- Directed by: Rob Rice
- Written by: Rob Rice
- Produced by: Megan Pickrell; Matthew Porterfield; Amy Powell; Rob Rice;
- Starring: Jack Dylan Grazer; Alexis Bledel; Bill Camp;
- Cinematography: Barton Cortright
- Edited by: Mina Fitzpatrick
- Music by: Curtis Green
- Production companies: 42West; Full Spectrum Features;
- Release date: June 6, 2026 (Tribeca Festival);
- Running time: 90 minutes
- Country: United States
- Language: English

= Ponderosa (film) =

Ponderosa is a 2026 American comedy-drama horror mystery film written, produced, and directed by Rob Rice. It stars Jack Dylan Grazer, Alexis Bledel, and Bill Camp.

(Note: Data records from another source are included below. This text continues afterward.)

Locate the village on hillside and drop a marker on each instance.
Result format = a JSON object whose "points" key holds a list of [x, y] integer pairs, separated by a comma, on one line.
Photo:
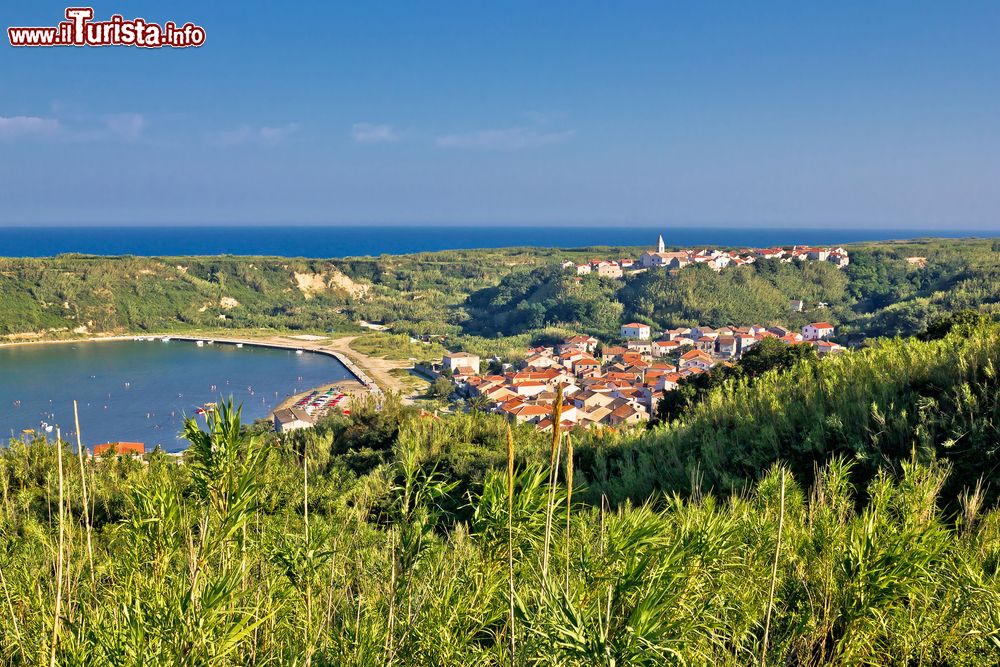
{"points": [[714, 259], [621, 383], [613, 385]]}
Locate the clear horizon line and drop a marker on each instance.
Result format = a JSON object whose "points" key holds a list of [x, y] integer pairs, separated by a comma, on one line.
{"points": [[829, 226]]}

The film premiered at the Tribeca Festival on June 6, 2026.

==Premise==
When the buffet where Zeke's mom works closes down, he's forced to entertain the wild advances of a rich regular who is weirdly and vehemently obsessed with becoming his father.

==Cast==
- Jack Dylan Grazer as Zeke
- Alexis Bledel as Sandra
- Bill Camp as George

==Production==
Principal photography occurred in November 2024 in Ludington, Michigan, on a comedy-drama horror mystery film by filmmaker Rob Rice, starring Jack Dylan Grazer, Alexis Bledel, and Bill Camp. In April 2026, the film was selected to screen at the Tribeca Festival.

==Release==
Ponderosa premiered at the Tribeca Festival on June 6, 2026.